Este libro es precuela del mío anterior, Crónica de la Transición (2009), que retomaba fundamentalmente mi trilogía, El dilema (1978), Los silencios del Rey (1979) y Sábado Santo rojo (1980). En esa crónica, que principiaba con todas las peripecias que rodearon el asesinato del presidente Carrero, se recogía en realidad un corto período de tiempo: desde 1974, con un Franco enfermo y graves interrogantes ante el futuro, hasta abril de 1977, cuando se produce la legalización del Partido Comunista. Son poco más de tres años en los que España metaboliza una revolución política desde la cerrazón de la democracia orgánica hasta las elecciones por sufragio electoral.

Y ahora he retrocedido casi cuarenta años en la Historia para situarme en el momento en que el general Franco pone el pie en el aeródromo de Sania Ramel, en el Tetuán de las primeras horas del 19 de julio de 1936, para realizar un largo recorrido que desemboca en la madrugada del 20 de noviembre de 1975, con el ligero embalsamamiento de su cadáver en una desierta planta del hospital de La Paz en Madrid. Son 39 años, 4 meses y un día.
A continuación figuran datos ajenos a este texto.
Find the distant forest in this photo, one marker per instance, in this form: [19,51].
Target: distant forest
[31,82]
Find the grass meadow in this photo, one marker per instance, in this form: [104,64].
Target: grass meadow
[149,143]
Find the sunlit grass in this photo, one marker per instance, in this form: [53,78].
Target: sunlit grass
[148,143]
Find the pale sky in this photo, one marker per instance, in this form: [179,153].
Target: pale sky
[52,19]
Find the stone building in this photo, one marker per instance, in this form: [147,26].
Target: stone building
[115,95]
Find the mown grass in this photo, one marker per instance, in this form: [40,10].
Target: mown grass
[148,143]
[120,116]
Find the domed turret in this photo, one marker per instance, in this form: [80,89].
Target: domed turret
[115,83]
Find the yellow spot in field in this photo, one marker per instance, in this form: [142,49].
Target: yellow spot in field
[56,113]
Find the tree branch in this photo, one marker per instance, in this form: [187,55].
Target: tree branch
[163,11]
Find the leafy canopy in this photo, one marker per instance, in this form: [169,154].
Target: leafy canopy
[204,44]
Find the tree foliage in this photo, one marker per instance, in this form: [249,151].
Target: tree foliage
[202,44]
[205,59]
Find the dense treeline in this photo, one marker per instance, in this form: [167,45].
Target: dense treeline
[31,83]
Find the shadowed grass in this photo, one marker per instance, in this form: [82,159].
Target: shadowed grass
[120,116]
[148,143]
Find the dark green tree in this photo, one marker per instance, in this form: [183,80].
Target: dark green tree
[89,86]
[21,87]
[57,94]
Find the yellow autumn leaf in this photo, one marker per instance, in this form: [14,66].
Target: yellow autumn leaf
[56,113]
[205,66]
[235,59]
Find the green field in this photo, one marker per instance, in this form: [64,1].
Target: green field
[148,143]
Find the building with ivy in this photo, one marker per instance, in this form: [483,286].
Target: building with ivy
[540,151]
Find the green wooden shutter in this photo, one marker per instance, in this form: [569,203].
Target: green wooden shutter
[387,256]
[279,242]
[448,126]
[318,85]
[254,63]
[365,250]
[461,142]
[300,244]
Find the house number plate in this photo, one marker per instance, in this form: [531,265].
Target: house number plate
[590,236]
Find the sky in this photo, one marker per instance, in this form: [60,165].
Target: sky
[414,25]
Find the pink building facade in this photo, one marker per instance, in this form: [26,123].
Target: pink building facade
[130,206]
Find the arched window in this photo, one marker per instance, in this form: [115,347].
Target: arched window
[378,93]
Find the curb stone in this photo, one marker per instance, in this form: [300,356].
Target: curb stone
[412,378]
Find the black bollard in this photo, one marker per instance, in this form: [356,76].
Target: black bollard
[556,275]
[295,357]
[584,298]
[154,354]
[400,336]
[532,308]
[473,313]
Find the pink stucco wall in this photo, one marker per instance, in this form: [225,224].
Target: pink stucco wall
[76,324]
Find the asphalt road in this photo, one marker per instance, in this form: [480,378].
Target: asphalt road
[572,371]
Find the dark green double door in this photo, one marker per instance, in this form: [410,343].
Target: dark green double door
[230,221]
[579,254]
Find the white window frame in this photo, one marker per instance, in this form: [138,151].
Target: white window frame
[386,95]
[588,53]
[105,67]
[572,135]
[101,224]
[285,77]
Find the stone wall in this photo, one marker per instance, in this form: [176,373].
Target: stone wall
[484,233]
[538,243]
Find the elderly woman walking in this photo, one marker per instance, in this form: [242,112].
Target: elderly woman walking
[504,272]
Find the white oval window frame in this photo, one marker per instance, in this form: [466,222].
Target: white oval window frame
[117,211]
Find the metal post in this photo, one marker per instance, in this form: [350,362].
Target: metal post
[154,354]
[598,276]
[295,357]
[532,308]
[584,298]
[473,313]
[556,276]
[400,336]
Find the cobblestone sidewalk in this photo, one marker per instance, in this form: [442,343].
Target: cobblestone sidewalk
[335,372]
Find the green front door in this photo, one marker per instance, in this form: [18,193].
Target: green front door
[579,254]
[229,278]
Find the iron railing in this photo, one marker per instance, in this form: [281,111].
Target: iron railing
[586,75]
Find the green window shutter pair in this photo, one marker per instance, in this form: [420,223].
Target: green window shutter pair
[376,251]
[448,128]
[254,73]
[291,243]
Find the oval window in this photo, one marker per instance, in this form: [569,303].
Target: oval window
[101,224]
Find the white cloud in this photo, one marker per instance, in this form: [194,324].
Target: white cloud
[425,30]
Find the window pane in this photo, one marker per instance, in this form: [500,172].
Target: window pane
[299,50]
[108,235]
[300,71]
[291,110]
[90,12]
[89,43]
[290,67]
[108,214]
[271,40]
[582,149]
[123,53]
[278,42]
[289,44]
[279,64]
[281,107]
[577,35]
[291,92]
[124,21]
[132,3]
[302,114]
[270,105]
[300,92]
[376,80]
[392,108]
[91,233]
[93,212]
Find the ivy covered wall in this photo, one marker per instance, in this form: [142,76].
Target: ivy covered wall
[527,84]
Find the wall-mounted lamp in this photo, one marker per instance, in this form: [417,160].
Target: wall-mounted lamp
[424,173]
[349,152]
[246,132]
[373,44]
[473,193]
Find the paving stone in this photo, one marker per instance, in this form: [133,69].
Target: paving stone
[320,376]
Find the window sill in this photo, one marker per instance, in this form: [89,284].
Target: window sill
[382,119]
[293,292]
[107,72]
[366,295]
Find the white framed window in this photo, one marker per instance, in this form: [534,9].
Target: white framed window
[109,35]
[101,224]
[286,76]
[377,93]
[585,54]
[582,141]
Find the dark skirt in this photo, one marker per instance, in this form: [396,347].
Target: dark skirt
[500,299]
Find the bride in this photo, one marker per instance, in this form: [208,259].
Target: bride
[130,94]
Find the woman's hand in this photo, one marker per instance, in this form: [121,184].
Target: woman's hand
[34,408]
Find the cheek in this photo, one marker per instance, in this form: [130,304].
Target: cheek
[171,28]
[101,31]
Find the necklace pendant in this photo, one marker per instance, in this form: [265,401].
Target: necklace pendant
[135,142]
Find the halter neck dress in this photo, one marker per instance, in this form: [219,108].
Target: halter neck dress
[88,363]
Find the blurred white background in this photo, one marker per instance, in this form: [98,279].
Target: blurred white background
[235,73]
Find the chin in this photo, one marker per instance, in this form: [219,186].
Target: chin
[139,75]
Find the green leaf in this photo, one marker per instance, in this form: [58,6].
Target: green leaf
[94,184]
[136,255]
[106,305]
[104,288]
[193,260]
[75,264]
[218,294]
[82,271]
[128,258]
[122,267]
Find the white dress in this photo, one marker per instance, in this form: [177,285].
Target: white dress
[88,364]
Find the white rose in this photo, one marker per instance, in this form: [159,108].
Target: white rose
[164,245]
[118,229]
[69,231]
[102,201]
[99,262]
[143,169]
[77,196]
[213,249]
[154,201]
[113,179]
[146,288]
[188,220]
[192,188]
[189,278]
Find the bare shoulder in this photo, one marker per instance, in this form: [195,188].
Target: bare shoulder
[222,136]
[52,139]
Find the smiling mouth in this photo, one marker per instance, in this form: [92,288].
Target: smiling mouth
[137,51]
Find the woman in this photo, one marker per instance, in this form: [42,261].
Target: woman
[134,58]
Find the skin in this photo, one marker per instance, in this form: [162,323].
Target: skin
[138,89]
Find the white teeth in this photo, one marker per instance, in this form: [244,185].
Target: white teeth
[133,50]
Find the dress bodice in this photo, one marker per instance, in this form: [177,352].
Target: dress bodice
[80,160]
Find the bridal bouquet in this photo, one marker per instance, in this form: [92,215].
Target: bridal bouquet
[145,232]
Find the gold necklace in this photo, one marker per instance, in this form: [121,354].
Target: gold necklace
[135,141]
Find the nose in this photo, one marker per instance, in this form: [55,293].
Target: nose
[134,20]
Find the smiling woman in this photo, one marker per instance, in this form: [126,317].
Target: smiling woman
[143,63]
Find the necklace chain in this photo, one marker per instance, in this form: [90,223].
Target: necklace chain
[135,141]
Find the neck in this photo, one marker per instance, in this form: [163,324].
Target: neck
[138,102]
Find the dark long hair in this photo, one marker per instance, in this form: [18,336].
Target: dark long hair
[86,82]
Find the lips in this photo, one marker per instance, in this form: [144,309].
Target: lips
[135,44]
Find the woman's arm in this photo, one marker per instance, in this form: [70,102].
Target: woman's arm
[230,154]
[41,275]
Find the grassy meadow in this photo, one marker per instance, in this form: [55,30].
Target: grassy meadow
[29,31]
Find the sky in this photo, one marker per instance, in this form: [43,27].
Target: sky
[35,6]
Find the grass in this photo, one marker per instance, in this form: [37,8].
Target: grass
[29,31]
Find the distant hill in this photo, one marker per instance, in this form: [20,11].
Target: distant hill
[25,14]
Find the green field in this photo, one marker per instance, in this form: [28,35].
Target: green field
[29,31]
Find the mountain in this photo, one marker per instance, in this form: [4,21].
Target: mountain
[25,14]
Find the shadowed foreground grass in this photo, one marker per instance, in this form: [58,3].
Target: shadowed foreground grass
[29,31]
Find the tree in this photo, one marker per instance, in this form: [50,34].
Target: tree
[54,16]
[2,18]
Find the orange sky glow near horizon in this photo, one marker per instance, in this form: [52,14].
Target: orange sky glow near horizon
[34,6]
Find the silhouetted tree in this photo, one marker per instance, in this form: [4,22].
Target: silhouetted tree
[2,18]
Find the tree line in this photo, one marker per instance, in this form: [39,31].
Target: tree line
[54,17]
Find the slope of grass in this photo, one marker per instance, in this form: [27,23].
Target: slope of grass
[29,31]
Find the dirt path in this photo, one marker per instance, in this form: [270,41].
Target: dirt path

Y para escribir sobre asunto histórico de tal magnitud en el tiempo, he procurado imprimirle enfoques diferenciados con la búsqueda de ángulos, personas o situaciones que han sido poco atendidas por historiadores. A la documentación rigurosa acopiada durante muchos años, sumo mis experiencias personales con docenas de personajes que desempeñaron ministerios o altos cargos durante distintas épocas del franquismo, también con personas alejadas del Régimen, además de mi cercana observación como periodista a cualquier acontecer de alguna relevancia en los años sesenta y setenta del pasado siglo.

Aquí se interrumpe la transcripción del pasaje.